Walsh is certain the Wyoming spread will remain challenging no matter what.

“They’re going to get yards,” Walsh said. “I don’t care who plays quarterback, they’re going to get yards. That’s the nature of who they are, and what they want you to do is get frustrated and make the mistake that leads to a big play, a 70-yard play.

“Even against Texas, they threw a 6-yard hitch that went for an 80-yard touchdown.

“We’re going to judge the outcome of the game by how we play the whole of the game, not by how much yardage we give up because they won the yardage battle last week and lost the game. We have to minimize the points they have, not the yards they have.”
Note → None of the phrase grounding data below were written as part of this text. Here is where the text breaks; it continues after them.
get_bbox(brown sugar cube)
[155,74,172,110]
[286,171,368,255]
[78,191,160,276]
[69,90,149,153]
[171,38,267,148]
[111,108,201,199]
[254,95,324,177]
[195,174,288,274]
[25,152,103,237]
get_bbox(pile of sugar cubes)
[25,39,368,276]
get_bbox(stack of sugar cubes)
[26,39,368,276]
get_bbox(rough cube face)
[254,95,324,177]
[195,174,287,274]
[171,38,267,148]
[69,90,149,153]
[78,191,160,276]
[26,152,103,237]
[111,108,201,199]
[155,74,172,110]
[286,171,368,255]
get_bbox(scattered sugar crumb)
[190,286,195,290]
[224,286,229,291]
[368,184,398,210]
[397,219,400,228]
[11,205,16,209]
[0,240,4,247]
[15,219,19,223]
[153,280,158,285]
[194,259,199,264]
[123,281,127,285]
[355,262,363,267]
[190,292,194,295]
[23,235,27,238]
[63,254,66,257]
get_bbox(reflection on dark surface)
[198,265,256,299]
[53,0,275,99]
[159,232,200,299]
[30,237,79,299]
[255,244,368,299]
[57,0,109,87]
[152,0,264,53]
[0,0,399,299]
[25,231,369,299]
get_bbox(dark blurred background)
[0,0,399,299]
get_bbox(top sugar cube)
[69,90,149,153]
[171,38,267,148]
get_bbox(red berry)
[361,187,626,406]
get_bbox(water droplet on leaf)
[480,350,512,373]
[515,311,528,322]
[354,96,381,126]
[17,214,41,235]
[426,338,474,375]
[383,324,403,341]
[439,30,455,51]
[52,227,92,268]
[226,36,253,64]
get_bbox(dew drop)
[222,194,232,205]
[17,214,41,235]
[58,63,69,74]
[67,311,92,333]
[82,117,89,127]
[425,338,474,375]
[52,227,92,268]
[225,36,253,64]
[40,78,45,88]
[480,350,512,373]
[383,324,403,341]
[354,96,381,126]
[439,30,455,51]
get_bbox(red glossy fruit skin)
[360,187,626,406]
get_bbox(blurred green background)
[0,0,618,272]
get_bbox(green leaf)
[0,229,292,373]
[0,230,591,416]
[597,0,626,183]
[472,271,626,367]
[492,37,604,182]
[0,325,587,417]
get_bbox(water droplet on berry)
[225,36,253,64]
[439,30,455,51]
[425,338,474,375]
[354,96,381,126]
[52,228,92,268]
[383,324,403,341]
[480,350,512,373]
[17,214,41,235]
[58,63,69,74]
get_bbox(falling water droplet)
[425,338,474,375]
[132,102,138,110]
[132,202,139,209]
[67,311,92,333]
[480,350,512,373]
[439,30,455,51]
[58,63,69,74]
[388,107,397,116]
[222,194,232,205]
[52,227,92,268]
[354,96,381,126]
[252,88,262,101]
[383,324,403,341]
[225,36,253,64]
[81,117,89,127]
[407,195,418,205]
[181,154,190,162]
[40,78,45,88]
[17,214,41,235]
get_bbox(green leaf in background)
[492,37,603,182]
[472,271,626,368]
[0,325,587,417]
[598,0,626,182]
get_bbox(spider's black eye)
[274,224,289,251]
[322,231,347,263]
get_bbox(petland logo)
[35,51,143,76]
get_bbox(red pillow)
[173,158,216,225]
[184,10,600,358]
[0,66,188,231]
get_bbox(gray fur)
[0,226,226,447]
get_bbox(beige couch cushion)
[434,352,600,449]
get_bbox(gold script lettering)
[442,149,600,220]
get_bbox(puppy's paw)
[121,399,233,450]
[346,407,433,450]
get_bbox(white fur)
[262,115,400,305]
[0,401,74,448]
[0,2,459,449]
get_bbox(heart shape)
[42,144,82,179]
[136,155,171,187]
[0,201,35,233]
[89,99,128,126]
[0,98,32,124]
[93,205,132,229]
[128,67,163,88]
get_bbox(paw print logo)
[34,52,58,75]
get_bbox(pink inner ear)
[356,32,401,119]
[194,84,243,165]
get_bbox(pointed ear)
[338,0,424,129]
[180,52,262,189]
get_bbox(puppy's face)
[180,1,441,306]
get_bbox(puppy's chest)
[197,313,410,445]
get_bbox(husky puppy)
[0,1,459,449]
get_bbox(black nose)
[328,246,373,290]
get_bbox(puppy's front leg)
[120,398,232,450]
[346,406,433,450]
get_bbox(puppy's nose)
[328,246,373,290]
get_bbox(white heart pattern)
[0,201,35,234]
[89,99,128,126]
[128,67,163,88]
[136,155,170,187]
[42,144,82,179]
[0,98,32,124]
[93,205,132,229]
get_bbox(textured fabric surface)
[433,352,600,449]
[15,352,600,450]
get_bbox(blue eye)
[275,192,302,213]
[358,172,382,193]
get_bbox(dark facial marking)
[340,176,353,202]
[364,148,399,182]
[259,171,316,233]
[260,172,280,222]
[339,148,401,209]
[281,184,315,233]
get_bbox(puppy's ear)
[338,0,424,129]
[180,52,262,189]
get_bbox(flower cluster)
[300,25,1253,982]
The Mustangs defense will have to prove it’s improved over last season when Cal Poly finished 6-5 and won a share of the last Great West Conference football title but was second-to-last among 120 FCS teams against the pass.

Cal Poly’s defense gave up 274 yards per game through the air and also ranked in the bottom seven in the FCS in third-down conversions, allowing first downs 46.4 percent of the time. The 16 turnovers they forced landed them in the bottom quarter of FCS teams, too.
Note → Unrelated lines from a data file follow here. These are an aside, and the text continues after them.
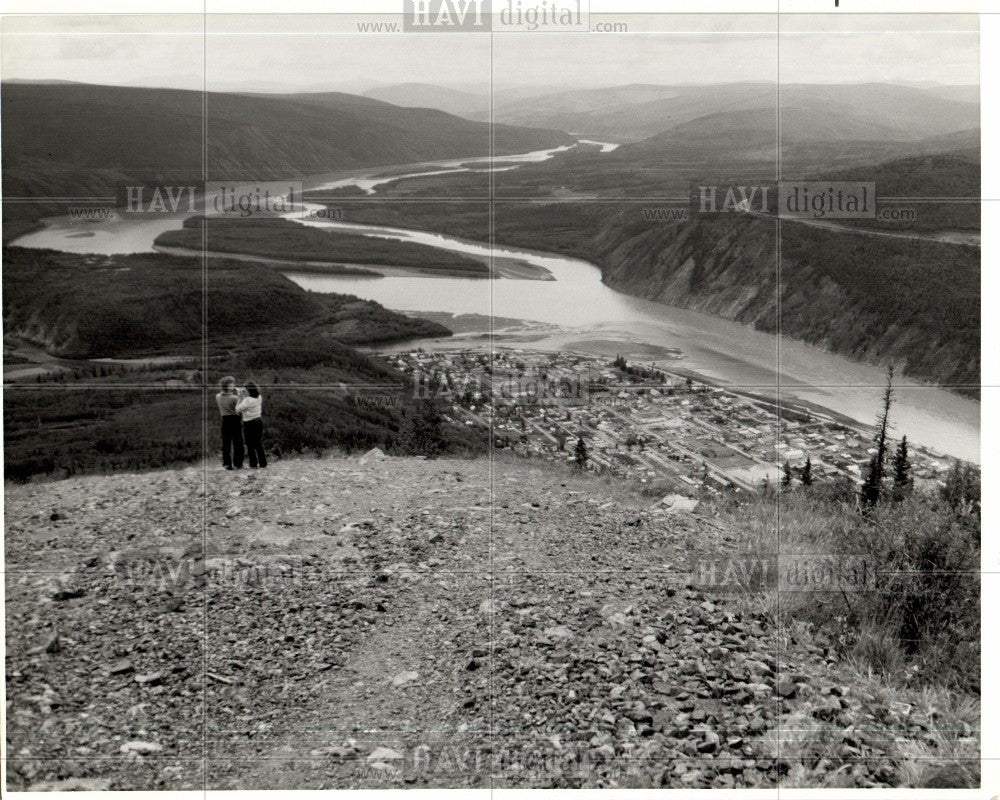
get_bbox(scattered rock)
[28,778,111,791]
[158,596,183,613]
[51,584,85,602]
[28,631,60,655]
[120,741,163,755]
[4,454,957,790]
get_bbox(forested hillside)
[3,247,483,479]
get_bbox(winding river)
[11,144,980,462]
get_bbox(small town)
[388,347,954,497]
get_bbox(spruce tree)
[781,461,793,488]
[890,435,912,502]
[861,366,894,511]
[941,459,979,515]
[398,399,444,458]
[574,437,588,470]
[799,456,813,486]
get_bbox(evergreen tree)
[574,437,588,470]
[861,366,894,511]
[941,459,980,515]
[781,461,793,488]
[397,399,444,458]
[799,456,813,486]
[890,435,912,501]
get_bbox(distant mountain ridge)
[491,81,980,143]
[1,81,573,207]
[362,82,491,119]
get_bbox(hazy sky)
[0,15,979,93]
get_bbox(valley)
[0,26,985,794]
[4,119,981,463]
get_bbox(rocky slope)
[4,455,974,789]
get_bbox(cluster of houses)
[390,347,955,495]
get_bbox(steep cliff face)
[589,212,979,391]
[595,214,778,329]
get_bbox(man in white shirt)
[215,376,244,470]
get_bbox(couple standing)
[216,376,267,469]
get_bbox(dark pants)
[243,418,267,468]
[221,415,244,468]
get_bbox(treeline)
[3,388,204,481]
[4,337,487,481]
[816,154,980,232]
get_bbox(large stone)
[392,670,420,687]
[367,746,404,762]
[696,730,720,753]
[659,494,700,514]
[120,741,163,755]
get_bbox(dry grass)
[708,486,980,788]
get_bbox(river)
[10,143,980,462]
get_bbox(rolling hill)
[1,246,451,359]
[612,111,980,176]
[362,82,491,119]
[0,82,573,209]
[494,82,979,143]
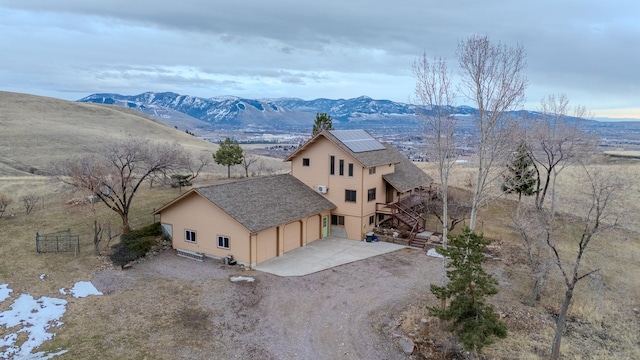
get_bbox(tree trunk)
[551,285,574,359]
[528,261,549,306]
[120,214,131,235]
[440,180,449,310]
[227,165,231,178]
[93,219,103,256]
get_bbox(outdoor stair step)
[414,231,434,240]
[408,238,427,249]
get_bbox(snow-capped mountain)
[77,92,481,129]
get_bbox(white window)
[185,230,196,243]
[217,235,230,249]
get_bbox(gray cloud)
[1,0,638,116]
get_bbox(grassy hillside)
[0,91,221,175]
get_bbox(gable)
[174,174,336,233]
[285,130,404,168]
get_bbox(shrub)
[109,222,162,267]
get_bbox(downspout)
[360,164,365,239]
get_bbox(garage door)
[306,215,320,243]
[283,221,301,253]
[256,227,277,264]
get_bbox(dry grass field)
[0,158,634,359]
[1,92,639,358]
[412,157,640,359]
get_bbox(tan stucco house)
[154,129,432,266]
[153,174,335,266]
[285,129,433,241]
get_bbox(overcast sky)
[1,1,638,118]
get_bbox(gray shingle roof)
[194,174,335,233]
[382,145,433,192]
[285,130,404,168]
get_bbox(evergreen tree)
[312,113,334,135]
[429,228,507,355]
[212,138,243,178]
[502,142,537,202]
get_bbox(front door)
[386,186,395,203]
[322,216,329,238]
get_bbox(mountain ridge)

Circumstances have led to a near complete makeover of the defense since last year.

Linebackers coach Josh Brown was promoted to defensive coordinator when Greg Lupfer left for Colorado State. Lupfer’s replacement as defensive backs coach, Randy Hanson, was arrested after a bar fight on the eve of fall training camp, and he was replaced by Neil Fendall, a former Division III assistant who played for Walsh at Portland State.
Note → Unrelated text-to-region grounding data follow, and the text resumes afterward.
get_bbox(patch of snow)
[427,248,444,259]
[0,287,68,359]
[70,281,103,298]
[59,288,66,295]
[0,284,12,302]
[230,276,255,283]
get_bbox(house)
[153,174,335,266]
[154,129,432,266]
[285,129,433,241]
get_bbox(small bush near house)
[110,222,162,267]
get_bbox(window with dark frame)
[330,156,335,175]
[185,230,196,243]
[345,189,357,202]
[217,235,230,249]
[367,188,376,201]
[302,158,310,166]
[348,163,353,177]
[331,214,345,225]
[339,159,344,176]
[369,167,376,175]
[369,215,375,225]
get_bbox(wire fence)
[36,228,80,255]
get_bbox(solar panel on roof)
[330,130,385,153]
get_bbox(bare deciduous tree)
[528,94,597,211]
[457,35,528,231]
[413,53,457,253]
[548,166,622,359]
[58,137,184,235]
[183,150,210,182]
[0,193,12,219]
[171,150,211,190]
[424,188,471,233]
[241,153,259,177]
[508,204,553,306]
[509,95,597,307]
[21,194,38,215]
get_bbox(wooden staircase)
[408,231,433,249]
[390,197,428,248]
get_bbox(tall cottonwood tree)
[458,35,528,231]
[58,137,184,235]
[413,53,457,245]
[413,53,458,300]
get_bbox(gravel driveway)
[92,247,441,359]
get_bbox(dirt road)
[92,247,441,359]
They’ve simplified a defense that returns only three starters from last season, and Jackson said the trouble playing the pass last year has been addressed.

“It was definitely a team-wide issue,” Jackson said. “There was a lack of focus maybe come game time to being in the right spot and doing the right things.

“I have to say, the new coaches have really helped. Coach Brown stepping in at defensive coordinator, coach Fendall coming in and helping our DBs with their pass props, really helping them play a little more loosely.”